Nicky Morgan is taking the fight against radicalisation into the classroom. On the Today programme, the Education Secretary outlined what her department is doing to support schools in tackling, what she called, this ‘very real threat’. The DfE will release new guidance for teachers today, offering ‘examples and support in how they might look for young people who are risk at radicalisation – perhaps changes of behaviour or things they might say’. But Morgan admitted there is a unclear line between what constitutes a ‘healthy debate’ and upholding ‘British values’:
‘Schools should be a safe space for young people to explore all sorts of ideas, but we have since last year been very clear that schools should also be teaching British values, those are the things we all hold dear.
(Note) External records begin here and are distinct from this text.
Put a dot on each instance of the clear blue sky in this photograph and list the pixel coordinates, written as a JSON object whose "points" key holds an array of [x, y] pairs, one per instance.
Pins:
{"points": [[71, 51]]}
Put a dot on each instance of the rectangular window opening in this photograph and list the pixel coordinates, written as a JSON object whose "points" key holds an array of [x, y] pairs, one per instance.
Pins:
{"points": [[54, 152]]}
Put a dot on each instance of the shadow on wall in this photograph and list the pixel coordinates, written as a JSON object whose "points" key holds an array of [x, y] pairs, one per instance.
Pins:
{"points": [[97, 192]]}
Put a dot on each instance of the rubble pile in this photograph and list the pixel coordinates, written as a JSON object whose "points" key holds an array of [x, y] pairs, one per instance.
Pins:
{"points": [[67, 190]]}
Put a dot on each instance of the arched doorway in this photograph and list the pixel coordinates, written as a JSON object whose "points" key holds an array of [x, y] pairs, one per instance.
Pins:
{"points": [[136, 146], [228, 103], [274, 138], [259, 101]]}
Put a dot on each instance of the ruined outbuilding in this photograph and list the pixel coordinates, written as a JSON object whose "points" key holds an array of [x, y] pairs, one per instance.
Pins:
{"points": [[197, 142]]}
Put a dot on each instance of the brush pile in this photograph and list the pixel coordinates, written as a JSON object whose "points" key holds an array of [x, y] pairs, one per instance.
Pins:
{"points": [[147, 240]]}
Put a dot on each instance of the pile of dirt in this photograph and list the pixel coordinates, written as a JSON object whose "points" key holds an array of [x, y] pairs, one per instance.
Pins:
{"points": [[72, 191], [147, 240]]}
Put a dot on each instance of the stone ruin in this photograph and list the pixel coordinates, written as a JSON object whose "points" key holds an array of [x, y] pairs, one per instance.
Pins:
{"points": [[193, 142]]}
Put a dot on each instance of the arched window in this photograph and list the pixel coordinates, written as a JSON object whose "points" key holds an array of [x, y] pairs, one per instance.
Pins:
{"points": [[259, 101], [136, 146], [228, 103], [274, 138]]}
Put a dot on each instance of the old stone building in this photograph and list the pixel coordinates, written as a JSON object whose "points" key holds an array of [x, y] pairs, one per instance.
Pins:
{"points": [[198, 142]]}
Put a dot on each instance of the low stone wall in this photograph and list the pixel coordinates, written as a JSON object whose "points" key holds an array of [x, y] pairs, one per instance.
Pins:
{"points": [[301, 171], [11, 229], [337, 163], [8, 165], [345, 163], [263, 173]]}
If we don’t talk about them, then the vacuum gets filled’.
Morgan did offer one example of where this new guidance might inform a teacher’s approach. She pointed out that ISIL is ‘extremely intolerant of homosexuality’ and so comments from a pupil supporting this position could be a cause for concern:
‘It could trigger a thought. It would very much depend on the context on which it would be discussed. Teachers would discuss, as they do already about children they are concerned who are at risk at perhaps being drawn into a gang or being exploited or being neglected at home.’
If teachers are concerned by the behaviour of a student, the DfE is advising them to raise it with department heads immediately or the head of the school. If it is classified as an emergency, Morgan said it could even be raised with the police — although she was quick to point out that someone who says ‘I don’t like gay people’ isn’t going to be reported to the police.
Although this might sound a little wishy washy, it is an important part of the government’s Prevent strategy to tackle radicalisation at a grassroots level. The threat from a home-grown terror attack is one the security services have been consistently worried about and schools in particular remain an area of concern.
This new guidance isn’t a specific response to what has happened in the last month but it has particular resonance in the light of recent events. All areas of the government will be under growing pressure from No.10 to show they are doing everything necessary in the fight against extremism.